Grande, grande, grande. E il resto? Quisquilie, pinzellacchere. L'oro di Napoli • In vita Antonio De Curtis fu spesso ignorato. Quasi mai capito. Un libro della figlia Liliana prova a svelarci qualche segreto.

Vecchia storia all'italiana. In questo Paese — spesso vile rispetto ai suoi talenti, di una viltà in cui confluiscono arroganza e volgarità che azzerano il giudizio — bisogna morire per essere capiti col giusto metro. Totò non fa eccezione; anzi. della regola, è massima conferma. Si scopre l’acqua calda? Fra tanti vinaioli dell’intelligenza, ubriachi di sé, forse è un bene. Quando lo incontrai nella primavera del ’64, con l’intenzione di scrivere un primo saggio su di lui (che poi uscì nel ’65, i grandi comici), Totò mi disse: «Ma è sicuro? Non rischia di rimetterci la reputazione?». Eravamo affondati nelle ombre del suo salotto, quelle ombre in cui Totò si rifugiava, non appena fuori dai riflettori, quasi potessero essere sorelle alla sua vista offuscata. Rileggo il saggio, e il riferimento alla rivista «C’era una volta il mondo», a una delle scenette più note di Totò: «Il vagone letto». E il dicembre del ’47: la guerra sembra lontana, o almeno l’arte di Totò è tornata ad essere la sottile, cantante follia che tende però alle «saggezze» terrestri dell’uomo, cogliendone le smagliature.

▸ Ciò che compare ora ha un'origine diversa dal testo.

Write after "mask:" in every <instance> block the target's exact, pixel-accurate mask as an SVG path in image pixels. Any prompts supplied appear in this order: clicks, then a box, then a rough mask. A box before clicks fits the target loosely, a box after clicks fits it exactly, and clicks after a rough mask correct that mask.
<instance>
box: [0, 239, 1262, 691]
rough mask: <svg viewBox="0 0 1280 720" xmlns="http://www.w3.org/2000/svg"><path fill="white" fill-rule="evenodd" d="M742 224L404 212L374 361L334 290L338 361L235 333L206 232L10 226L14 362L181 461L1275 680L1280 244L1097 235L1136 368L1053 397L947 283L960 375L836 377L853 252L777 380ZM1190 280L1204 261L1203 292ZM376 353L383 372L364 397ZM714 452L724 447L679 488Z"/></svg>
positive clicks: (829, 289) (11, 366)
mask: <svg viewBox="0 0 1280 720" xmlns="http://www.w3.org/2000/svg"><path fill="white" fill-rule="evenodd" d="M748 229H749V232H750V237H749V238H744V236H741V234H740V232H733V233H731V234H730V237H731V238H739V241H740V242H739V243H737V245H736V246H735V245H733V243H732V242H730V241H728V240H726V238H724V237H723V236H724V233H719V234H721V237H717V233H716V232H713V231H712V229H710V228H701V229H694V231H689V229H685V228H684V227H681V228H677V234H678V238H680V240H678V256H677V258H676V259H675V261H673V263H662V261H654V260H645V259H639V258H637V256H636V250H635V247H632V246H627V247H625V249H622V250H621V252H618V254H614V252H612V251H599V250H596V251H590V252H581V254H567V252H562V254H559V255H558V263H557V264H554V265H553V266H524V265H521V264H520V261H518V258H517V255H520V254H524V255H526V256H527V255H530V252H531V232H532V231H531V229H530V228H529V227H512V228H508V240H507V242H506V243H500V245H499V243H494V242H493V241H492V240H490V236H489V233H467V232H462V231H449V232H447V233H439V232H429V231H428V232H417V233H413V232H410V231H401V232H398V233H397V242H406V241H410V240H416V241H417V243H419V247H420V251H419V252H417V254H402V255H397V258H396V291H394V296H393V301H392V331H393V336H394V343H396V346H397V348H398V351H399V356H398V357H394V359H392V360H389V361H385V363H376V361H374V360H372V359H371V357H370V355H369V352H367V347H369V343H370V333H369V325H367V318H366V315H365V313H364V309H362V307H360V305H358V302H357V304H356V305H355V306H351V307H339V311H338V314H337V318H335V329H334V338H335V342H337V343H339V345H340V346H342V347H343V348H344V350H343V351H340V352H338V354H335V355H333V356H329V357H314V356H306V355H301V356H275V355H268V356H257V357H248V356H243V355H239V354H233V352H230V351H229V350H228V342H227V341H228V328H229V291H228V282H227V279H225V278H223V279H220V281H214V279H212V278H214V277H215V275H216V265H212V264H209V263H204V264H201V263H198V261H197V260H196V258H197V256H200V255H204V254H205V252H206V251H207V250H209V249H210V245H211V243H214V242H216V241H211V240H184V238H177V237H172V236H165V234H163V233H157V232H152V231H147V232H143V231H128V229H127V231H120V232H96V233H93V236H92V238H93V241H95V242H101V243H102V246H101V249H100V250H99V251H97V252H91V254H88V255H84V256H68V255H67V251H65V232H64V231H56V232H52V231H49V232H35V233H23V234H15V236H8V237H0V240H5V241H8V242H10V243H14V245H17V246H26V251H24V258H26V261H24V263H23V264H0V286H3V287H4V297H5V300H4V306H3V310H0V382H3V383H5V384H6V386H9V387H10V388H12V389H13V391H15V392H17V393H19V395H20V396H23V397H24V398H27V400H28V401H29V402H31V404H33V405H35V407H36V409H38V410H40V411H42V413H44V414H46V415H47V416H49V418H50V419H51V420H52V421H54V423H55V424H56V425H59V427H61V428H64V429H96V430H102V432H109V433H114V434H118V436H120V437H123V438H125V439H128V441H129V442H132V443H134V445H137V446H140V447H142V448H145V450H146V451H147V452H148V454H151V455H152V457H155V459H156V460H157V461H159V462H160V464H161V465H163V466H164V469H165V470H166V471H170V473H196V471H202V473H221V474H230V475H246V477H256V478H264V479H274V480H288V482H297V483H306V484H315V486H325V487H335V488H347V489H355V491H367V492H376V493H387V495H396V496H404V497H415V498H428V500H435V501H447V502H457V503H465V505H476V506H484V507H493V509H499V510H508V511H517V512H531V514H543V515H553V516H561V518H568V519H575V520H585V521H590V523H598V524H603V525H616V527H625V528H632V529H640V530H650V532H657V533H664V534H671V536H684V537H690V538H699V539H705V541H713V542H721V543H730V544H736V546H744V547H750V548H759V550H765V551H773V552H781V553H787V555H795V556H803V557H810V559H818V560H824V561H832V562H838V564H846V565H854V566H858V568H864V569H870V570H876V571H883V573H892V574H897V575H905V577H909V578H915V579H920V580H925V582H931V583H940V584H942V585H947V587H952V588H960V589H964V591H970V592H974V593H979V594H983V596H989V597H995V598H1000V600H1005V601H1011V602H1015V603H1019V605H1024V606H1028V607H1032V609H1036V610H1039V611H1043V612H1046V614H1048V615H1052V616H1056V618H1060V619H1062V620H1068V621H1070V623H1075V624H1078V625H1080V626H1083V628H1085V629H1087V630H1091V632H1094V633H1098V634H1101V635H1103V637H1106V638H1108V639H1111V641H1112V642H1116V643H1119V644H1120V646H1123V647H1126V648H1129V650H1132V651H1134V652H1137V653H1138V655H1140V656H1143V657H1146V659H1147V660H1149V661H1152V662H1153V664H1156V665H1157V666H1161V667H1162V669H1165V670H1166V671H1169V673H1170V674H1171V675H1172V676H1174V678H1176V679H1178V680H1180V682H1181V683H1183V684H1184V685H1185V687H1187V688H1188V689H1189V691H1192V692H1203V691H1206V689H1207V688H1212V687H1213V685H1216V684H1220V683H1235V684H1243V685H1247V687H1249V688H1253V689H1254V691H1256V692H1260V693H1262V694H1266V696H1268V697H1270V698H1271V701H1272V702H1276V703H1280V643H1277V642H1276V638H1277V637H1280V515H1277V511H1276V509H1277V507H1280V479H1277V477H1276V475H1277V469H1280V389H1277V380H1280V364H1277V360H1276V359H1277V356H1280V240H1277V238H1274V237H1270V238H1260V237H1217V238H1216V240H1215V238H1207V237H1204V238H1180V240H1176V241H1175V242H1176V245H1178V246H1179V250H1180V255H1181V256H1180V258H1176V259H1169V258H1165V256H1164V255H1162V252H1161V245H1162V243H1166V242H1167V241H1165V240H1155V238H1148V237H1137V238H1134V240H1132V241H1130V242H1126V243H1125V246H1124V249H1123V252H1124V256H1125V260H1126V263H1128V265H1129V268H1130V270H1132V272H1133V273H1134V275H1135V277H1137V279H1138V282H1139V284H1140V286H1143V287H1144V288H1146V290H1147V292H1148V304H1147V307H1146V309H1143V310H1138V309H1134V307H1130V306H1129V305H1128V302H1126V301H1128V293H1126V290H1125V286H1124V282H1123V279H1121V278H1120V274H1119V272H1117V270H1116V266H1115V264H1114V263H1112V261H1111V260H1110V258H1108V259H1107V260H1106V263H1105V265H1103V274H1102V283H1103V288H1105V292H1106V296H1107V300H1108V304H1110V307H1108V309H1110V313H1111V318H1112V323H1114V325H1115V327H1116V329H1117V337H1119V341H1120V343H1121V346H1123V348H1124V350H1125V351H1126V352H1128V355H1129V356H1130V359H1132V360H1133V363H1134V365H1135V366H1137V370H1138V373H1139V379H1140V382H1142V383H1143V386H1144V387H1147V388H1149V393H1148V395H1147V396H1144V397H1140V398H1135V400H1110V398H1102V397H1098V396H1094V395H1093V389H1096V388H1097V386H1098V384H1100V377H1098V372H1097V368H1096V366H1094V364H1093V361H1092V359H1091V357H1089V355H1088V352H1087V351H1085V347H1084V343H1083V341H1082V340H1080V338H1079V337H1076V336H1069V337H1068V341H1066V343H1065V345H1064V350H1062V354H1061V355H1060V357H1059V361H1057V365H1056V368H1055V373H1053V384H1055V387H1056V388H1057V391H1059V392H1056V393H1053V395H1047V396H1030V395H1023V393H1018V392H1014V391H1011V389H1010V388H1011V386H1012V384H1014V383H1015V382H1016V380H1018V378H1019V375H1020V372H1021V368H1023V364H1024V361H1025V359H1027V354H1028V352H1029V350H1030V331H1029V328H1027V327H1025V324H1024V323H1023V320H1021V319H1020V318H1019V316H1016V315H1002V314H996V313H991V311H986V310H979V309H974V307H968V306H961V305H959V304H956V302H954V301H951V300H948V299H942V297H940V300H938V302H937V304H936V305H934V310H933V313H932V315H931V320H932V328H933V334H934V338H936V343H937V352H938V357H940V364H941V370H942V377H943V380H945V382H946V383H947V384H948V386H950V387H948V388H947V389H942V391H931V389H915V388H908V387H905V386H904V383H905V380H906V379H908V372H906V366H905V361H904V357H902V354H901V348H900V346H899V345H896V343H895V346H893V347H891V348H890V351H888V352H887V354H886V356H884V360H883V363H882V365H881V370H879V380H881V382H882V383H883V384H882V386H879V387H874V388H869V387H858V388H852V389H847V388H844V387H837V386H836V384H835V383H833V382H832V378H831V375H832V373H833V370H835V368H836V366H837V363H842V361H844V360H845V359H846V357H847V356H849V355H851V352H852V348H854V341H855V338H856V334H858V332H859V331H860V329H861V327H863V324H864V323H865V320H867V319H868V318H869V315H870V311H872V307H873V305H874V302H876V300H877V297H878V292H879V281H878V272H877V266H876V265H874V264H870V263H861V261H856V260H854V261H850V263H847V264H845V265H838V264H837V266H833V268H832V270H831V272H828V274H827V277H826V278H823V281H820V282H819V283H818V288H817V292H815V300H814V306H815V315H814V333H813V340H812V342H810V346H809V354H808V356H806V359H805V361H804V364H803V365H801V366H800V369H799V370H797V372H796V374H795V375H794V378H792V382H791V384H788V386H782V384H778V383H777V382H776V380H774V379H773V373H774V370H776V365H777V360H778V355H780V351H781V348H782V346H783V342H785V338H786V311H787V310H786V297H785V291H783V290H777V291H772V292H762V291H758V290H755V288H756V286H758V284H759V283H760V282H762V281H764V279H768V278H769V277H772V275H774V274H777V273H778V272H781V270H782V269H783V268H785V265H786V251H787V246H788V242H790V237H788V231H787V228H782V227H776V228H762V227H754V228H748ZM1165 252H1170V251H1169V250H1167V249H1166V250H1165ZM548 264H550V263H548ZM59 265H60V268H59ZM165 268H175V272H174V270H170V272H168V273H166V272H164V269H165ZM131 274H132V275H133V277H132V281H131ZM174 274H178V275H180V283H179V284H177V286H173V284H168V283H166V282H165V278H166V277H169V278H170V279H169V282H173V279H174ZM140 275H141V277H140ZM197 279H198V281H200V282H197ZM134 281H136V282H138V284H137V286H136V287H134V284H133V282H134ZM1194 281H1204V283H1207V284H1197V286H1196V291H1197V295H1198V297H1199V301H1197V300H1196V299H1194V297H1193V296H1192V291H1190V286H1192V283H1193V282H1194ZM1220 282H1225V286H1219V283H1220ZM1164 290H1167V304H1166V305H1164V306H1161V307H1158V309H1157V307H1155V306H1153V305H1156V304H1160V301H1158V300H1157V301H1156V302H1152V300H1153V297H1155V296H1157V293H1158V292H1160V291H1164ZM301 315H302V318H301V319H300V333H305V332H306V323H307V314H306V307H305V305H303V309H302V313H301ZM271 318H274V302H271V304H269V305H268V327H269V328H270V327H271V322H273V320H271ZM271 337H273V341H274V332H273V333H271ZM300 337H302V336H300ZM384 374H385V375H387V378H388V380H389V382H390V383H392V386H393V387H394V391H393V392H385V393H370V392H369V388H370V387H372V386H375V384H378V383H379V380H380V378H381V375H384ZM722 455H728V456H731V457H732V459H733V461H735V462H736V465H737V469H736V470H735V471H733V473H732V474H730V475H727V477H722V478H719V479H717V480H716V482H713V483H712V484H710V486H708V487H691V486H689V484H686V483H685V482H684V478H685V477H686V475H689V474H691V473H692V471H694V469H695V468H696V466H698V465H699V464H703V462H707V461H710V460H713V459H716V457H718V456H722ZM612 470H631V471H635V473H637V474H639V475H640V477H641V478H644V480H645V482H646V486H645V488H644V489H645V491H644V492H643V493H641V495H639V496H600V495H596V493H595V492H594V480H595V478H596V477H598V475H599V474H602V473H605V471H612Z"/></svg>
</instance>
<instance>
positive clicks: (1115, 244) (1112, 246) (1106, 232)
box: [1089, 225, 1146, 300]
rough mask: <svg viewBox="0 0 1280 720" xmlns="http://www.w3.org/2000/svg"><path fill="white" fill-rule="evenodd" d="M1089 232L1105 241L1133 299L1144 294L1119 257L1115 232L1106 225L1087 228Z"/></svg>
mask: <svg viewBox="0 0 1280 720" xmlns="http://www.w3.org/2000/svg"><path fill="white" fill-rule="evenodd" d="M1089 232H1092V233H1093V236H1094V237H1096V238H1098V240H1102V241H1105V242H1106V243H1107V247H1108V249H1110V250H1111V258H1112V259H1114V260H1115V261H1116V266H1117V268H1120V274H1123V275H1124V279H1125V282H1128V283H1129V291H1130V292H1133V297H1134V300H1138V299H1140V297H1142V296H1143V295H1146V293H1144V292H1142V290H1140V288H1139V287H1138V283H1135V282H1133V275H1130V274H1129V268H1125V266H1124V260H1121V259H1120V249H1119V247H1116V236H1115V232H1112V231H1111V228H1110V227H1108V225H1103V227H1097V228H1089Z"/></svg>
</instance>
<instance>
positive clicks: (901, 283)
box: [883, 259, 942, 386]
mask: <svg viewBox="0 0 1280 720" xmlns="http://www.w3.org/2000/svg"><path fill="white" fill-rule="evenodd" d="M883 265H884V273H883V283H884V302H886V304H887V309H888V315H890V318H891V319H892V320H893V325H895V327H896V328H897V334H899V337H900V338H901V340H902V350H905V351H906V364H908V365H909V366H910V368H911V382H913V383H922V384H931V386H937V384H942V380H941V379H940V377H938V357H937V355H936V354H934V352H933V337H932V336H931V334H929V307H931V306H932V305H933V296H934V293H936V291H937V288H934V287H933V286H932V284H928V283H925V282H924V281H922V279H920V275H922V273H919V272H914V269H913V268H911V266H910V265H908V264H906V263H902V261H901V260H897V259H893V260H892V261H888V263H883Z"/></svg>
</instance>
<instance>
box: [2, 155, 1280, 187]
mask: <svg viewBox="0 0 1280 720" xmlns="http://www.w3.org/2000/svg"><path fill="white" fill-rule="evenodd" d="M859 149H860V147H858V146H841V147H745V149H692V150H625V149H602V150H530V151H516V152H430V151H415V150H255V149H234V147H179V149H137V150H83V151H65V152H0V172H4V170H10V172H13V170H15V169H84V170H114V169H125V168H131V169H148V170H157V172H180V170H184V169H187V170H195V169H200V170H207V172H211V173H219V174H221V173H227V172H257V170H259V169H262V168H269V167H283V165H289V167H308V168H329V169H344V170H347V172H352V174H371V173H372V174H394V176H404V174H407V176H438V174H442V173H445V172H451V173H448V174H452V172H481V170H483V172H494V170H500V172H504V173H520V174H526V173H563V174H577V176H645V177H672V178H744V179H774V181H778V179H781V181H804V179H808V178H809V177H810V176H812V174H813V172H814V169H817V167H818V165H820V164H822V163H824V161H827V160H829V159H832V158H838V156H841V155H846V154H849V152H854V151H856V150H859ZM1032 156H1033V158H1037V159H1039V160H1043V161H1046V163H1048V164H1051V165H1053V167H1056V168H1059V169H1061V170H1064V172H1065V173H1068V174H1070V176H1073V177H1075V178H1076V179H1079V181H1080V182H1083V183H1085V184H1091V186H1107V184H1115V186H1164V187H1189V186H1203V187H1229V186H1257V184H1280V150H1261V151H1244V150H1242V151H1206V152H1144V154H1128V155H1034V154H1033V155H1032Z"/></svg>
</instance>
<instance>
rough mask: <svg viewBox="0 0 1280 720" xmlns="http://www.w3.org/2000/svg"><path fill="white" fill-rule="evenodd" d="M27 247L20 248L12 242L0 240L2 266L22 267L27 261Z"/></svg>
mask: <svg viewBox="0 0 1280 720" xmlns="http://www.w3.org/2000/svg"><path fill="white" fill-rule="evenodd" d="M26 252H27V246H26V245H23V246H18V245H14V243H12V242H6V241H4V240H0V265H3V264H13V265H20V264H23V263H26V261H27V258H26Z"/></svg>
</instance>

Nel comico passano vibrazioni alla Cervantes, e veramente l’attore avrebbe potuto essere un inimitabile Don Chisciotte (con la sua faccia raggelata da una consapevolezza intoccabile, sdegnosa, ma anche stupefatta, infantile e antica). Nel sangue c’è una comicità di piazza — i poetici ribaldi delle medioevali contrade — e insieme l’occhio tagliente del piccolo inquisitore: una gamba rivestita con lo sbuffo del giullare e l’altra infilata nello stivale, dittatore e Rigoletto insieme. Un'iperbolica fuga nell'astratto — un astratto del tutto fisico — come nel Pinocchio.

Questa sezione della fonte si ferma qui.